Xbox Fitness
- Developer: Sumo Digital
- Type: Fitness
- Launched: WW: November 22, 2013;
- Discontinued: July 1, 2017; 9 years ago
- Platform: Xbox One
- Status: Closed on July 1, 2017

= Xbox Fitness =

Xbox One console service

Xbox Fitness was a service for the Xbox One console, developed by Microsoft Studios in partnership with Sumo Digital, which featured fitness and exercise videos from trainers Jillian Michaels, Tracy Anderson, Tony Horton of P90X and Shaun T of Insanity. Xbox Fitness was one of the 22 game titles that launched with Xbox One. The game used the Kinect sensor to track the player's heart rate and estimated calories burned, and gave feedback about how well the player is performing the exercise activities.

The service used the Kinect 2.0 sensor to track the player's heart rate, estimate calories burned, and to provide feedback in form, balance, and power. Using Kinect technology, Xbox Fitness would read the player's heart rate without a monitor and see which muscles are most engaged by measuring the power, force, and transfer of weight in the body. It could also track balance, tempo, and form of the player's body. Xbox Fitness included workout routines that ranged from 10 minutes to 60 minutes and the service was free through December 2014 for Xbox Live Gold subscribers.

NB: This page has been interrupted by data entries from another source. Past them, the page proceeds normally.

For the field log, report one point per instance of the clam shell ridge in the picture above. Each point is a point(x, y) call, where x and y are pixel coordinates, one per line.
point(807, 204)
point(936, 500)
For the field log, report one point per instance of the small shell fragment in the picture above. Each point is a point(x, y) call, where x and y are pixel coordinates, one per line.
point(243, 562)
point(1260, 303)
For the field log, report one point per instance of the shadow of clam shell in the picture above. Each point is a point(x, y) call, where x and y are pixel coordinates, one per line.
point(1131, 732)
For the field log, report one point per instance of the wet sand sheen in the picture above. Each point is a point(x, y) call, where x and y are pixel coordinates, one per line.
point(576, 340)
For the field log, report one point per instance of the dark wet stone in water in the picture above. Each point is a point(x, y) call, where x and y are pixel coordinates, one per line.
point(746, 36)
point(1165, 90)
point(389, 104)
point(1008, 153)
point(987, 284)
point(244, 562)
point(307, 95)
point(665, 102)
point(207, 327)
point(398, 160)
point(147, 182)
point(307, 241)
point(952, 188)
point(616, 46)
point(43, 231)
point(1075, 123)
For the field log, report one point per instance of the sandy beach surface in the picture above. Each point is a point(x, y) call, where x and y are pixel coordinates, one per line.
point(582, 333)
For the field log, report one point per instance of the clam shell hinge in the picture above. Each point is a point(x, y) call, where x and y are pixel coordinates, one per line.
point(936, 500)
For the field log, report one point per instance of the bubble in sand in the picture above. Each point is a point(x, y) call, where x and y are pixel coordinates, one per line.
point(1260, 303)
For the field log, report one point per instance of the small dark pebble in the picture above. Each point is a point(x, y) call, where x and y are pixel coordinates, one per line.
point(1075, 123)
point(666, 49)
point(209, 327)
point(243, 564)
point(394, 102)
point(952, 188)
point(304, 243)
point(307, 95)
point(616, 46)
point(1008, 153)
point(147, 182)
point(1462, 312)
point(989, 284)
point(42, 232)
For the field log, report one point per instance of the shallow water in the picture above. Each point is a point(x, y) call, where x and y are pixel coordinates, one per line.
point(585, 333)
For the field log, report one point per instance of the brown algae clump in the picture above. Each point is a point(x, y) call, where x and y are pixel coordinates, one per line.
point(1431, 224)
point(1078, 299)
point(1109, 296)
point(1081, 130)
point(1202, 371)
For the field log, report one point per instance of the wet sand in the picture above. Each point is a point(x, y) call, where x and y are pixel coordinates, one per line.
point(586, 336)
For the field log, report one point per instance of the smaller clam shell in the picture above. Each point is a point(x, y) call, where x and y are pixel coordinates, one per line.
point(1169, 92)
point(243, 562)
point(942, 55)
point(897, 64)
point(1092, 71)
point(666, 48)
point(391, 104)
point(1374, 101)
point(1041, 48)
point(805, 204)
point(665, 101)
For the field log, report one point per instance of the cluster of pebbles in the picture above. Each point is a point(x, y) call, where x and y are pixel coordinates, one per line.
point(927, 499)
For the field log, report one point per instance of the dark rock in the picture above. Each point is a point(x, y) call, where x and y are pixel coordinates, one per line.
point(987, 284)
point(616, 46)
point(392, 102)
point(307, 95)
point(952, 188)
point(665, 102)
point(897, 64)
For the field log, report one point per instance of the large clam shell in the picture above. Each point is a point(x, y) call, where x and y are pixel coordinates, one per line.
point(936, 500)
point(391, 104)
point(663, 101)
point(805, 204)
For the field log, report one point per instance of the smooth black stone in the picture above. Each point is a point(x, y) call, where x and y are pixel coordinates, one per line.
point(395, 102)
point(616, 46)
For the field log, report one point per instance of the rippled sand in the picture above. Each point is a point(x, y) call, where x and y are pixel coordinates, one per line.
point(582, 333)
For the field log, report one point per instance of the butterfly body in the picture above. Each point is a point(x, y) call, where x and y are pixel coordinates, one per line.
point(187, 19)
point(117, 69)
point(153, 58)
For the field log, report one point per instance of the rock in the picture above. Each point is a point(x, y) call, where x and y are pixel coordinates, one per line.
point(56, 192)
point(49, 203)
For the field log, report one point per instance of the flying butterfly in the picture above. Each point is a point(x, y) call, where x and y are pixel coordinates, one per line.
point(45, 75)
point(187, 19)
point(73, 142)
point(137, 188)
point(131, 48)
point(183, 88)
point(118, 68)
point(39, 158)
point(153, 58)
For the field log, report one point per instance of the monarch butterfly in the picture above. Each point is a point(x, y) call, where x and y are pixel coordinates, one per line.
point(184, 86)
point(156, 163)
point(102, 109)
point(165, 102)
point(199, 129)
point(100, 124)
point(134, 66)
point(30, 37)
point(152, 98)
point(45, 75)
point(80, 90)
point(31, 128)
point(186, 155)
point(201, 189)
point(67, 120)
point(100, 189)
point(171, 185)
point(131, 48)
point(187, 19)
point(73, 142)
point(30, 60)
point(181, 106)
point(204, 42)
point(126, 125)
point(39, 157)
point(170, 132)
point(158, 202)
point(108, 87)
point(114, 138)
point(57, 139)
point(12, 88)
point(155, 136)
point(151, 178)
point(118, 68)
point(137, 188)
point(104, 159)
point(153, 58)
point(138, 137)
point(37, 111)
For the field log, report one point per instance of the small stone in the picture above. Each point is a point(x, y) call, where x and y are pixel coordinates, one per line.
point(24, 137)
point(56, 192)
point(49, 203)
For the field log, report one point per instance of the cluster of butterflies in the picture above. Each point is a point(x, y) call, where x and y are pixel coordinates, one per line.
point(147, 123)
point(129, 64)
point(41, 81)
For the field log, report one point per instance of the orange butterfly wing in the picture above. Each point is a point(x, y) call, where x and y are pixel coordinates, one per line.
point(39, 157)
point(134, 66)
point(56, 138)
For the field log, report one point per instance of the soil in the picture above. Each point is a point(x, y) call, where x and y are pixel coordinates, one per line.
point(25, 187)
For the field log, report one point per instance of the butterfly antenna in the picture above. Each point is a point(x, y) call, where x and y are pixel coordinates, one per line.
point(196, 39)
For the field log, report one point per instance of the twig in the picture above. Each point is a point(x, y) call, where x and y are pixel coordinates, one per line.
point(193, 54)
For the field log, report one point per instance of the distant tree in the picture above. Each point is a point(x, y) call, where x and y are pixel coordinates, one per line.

To motivate the player, in-workout challenges were presented and achievements could be earned. When the player is completing a workout, the silhouette of the body will appear on the right side of the screen with colors and movement to showcase which muscles are engaged and how hard each is working. Players will see how their Fit Points and scores compare to their past efforts, their friends, and the Xbox Live community. Xbox Fitness could also synchronise data with the Microsoft Health platform.

On June 27, 2016, Microsoft announced the discontinuation of Xbox Fitness; the ability to purchase content was removed effective immediately, and the service was disabled entirely on July 1, 2017, after which users were no longer be able to use Xbox Fitness or access its content. No refunds were provided for purchased content.